Still an active force, Beresford has directed operas as well as films, and is currently finishing up the historical drama Ladies In Black, about the rise of department stores and sexual politics in Australia. The film has been picked up by Sony, and will be released later this year.
The only woman to date to win the Cannes Palme d’Or, New Zealand-born Jane Campion is one of Australia’s most prominent filmmakers.
Beginning with her feature debut Sweetie (1989), Campion has made stories with women at their centre, going on to collaborate with a plethora of international and Australian stars.
Campion’s second film, An Angel at My Table (1990), based on New Zealand author Janet Frame’s three autobiographies, again earned wide acclaim, winning awards at the Toronto and Venice Film Festivals, among others.
It was 1991’s The Piano, which enjoyed a historic Palme d’Or, breaking down a number of barriers in the process.

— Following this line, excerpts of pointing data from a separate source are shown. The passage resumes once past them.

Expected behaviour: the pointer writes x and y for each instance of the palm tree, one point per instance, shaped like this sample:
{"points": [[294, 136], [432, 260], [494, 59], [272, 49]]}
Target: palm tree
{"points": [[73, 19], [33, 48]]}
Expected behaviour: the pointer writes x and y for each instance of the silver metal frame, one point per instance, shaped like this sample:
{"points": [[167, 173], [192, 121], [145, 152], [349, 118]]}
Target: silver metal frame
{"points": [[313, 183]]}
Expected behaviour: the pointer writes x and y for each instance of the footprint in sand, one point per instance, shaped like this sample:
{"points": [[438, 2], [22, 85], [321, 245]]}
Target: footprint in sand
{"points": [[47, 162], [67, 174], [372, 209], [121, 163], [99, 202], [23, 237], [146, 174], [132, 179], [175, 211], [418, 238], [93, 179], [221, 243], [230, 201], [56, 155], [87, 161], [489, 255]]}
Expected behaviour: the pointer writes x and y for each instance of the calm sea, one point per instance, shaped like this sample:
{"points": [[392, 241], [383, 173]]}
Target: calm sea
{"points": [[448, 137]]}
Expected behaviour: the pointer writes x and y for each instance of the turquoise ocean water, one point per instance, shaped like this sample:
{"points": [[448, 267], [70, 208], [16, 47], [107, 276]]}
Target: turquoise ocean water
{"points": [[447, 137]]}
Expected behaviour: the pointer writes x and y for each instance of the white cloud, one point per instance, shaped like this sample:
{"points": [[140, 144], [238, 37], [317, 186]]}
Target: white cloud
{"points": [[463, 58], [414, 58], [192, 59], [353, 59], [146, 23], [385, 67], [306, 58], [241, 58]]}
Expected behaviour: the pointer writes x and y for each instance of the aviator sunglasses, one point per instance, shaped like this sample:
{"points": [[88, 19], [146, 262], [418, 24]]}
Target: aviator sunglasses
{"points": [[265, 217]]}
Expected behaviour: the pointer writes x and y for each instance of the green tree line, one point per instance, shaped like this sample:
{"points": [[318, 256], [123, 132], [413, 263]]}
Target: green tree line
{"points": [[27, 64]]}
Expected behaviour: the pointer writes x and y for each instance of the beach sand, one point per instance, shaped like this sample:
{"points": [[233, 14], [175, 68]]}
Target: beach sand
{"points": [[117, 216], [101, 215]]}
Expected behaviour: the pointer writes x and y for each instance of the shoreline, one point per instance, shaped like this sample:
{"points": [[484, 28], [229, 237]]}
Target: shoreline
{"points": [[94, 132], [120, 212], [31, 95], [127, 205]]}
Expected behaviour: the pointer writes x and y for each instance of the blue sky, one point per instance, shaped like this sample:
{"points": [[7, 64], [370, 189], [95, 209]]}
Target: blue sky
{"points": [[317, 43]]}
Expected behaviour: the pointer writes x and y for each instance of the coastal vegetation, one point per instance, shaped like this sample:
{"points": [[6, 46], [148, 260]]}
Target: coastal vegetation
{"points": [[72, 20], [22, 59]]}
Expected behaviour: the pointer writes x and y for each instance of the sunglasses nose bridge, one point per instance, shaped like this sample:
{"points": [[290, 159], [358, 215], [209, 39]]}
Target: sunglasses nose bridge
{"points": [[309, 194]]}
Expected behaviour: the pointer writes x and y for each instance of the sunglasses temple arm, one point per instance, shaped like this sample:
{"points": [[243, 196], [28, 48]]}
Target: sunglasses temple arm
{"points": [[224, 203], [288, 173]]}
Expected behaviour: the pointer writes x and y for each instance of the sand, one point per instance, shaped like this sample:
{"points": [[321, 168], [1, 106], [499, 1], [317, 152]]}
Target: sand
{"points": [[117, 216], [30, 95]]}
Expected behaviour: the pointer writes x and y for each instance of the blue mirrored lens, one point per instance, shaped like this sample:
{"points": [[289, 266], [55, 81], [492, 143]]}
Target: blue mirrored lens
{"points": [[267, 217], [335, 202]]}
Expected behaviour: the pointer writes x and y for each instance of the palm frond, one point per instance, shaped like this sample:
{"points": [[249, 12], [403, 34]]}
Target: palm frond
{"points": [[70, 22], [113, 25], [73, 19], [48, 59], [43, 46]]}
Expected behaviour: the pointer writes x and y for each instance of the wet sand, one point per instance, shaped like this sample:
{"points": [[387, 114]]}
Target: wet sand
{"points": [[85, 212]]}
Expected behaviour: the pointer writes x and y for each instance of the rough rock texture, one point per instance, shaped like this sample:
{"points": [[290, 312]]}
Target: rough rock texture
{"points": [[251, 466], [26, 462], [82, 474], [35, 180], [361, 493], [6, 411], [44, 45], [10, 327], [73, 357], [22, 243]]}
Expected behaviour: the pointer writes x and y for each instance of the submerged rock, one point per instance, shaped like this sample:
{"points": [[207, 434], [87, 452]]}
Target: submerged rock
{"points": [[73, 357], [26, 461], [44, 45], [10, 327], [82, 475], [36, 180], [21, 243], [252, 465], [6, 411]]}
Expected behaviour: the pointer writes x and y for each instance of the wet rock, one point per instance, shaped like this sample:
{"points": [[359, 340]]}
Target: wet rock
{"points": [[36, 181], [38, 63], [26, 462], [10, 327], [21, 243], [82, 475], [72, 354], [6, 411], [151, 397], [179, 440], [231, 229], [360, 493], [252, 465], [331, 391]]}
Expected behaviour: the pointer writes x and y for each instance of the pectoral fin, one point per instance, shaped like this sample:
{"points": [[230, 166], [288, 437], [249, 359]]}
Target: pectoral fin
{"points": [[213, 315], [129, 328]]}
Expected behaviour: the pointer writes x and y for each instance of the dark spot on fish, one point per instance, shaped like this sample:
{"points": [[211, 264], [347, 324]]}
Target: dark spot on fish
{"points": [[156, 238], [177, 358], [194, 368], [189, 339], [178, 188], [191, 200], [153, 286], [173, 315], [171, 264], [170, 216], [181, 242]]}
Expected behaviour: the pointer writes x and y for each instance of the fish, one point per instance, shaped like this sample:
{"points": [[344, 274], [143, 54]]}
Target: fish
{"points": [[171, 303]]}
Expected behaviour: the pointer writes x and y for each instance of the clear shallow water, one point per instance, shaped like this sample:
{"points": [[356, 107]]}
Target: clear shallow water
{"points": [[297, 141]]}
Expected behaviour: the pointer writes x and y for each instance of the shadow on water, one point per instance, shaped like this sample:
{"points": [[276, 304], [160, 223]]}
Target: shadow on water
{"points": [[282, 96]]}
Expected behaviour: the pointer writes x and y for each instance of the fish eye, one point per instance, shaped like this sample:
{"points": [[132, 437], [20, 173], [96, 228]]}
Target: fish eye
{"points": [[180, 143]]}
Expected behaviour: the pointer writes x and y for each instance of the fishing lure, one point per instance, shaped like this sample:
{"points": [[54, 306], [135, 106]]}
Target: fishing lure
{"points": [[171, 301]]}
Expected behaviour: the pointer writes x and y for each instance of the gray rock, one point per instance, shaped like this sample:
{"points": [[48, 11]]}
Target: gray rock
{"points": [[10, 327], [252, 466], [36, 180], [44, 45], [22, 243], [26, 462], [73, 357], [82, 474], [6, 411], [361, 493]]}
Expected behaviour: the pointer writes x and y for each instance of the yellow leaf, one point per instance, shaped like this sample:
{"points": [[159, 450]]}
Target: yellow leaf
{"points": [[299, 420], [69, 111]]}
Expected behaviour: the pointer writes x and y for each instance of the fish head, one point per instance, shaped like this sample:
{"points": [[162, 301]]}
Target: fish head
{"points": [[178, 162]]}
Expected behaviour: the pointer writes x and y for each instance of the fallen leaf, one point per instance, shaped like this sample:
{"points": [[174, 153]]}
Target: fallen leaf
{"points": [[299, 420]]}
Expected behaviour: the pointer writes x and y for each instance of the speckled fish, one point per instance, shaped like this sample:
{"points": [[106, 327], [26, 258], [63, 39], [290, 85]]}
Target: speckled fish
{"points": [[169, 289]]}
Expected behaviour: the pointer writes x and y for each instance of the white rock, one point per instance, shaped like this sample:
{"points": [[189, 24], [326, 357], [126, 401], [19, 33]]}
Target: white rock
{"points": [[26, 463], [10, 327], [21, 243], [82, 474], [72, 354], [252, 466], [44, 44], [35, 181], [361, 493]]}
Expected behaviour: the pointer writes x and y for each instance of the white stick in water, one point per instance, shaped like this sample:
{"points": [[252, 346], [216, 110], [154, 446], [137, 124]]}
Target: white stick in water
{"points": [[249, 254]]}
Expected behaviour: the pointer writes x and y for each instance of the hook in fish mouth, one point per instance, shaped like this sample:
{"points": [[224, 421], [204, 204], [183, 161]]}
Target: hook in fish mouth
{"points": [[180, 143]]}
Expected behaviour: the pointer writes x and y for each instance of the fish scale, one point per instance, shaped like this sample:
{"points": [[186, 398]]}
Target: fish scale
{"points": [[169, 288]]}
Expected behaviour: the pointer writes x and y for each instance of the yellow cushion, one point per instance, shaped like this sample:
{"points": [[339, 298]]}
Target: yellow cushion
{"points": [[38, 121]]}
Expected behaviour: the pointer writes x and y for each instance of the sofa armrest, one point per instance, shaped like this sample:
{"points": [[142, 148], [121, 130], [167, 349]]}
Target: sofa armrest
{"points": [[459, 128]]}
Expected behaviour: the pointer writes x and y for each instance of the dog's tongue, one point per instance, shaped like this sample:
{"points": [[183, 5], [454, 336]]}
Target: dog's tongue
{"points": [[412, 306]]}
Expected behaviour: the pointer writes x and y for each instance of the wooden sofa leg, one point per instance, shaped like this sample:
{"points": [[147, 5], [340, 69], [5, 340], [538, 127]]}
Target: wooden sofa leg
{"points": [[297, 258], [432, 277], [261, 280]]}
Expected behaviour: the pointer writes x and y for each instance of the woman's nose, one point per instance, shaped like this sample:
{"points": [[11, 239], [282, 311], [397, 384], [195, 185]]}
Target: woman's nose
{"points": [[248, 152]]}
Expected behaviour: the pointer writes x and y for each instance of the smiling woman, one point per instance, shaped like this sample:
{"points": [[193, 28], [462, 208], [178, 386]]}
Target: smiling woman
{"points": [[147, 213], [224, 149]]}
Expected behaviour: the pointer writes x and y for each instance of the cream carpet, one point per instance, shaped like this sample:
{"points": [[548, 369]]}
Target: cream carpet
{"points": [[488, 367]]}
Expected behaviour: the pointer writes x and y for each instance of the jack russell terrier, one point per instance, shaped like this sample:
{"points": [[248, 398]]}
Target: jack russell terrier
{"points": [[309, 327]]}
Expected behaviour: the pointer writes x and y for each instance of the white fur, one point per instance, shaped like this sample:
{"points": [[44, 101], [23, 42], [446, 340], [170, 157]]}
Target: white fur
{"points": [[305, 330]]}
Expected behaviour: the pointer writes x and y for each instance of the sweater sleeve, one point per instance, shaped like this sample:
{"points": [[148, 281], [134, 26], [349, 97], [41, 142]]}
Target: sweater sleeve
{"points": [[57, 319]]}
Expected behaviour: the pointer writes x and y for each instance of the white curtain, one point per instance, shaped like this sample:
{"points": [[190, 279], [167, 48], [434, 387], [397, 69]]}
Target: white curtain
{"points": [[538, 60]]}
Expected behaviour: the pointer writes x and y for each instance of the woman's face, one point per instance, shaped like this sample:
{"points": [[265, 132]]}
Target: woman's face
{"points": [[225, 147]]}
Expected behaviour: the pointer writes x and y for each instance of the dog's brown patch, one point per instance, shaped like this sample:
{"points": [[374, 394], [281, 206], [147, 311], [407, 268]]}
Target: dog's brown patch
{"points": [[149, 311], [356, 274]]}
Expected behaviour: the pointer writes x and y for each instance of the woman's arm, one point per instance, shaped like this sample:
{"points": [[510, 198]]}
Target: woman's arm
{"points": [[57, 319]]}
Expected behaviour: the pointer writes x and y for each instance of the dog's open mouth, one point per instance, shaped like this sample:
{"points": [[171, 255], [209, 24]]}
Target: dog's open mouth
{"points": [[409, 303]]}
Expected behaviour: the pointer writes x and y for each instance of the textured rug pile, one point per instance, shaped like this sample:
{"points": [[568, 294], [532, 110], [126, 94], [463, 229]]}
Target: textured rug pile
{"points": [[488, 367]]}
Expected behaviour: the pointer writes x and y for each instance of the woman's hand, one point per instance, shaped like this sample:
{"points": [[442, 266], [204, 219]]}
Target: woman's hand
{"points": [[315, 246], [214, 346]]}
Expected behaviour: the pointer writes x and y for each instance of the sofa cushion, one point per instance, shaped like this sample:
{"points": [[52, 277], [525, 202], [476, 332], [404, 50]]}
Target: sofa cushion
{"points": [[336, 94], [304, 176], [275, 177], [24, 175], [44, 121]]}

Released during the independent film boom of the 1990s, the epic went on to make $140 million worldwide, giving the director unprecedented success and notice.
Following that, the idiosyncratic director has continued to make unique films, from Henry James adaptation The Portrait Of A Lady (1996), to 1999’s Holy Smoke, 2003’s Susanna Moore adaptation In The Cut starring Meg Ryan, through to more recent fare like Bright Star (2009).
As active as ever, Campion, who was head of the Cannes Jury in 2014, completed Season 2 of series Top Of The Lake last year, and is understood to be mulling a few film projects.
Order of Australia Recipient George Miller got his start in the early 1970s, crewing on experimental short films.
Originally a physician, Miller had studied medicine, but spent his spare time working on experimental films while completing his medical residency, as well as making his own films.
In 1979, Miller made his feature length debut with Mad Max, which he produced independently.
Inspired visually by the films of Sam Peckinpah, especially his 1972 film The Getaway starring Steve McQueen, Miller made the film for a paltry $350,000 at the time.
Mad Max went on to earn over $100 million worldwide, launching the careers of Miller and star Mel Gibson.
Off the success of Mad Max, Miller took on a range of directorial vehicles with varying levels of success, including two sequels to Mad Max, the Nightmare at 20,000 Feet segment of Twilight Zone: The Movie (1983), the troubled The Witches of Eastwick (1987), the under-appreciated masterpiece Lorenzo’s Oil (1992), the sequel Babe: Pig in the City (1998), and Happy Feet (2006) and Happy Feet 2 (2011).
While primarily known as a director, and still developing films for himself, Miller also ventured into producing, building a substantial body of significant Australian films directed by other directors.
Among others, Miller produced John Duigan’s 1987’s coming-of-age story The Year My Voice Broke and its sequel Flirting (1991), Phillip Noyce’s Dead Calm (1989) and numerous highly acclaimed and ratings winning ’80s mini-series – The Dismissal, Bodyline, The Cowra Breakout, Vietnam, The Dirtwater Dynasty, Bangkok Hilton.
A risk-taker, Miller has gone through disappointments in his long career, including the unsuccessful bid to set up a cinematheque at Sydney’s Museum of Contemporary Art, getting bumped off Contact after a year’s work, the closure of his digital animation outfit Dr. D Studios, and the sinking of his Justice League movie.
However, of all the filmmakers to come out of Australia, the Greek-descended, Queensland-born Miller is perhaps the most artistically and commercially successful with his last effort, Mad Max: Fury Road, arguably his best work yet.
Now 73, it’s doubtful whether Miller will return to the Mad Max well for a rumoured prequel and sequel, but there is no doubt that his legacy for Australian cinema is well and truly written already.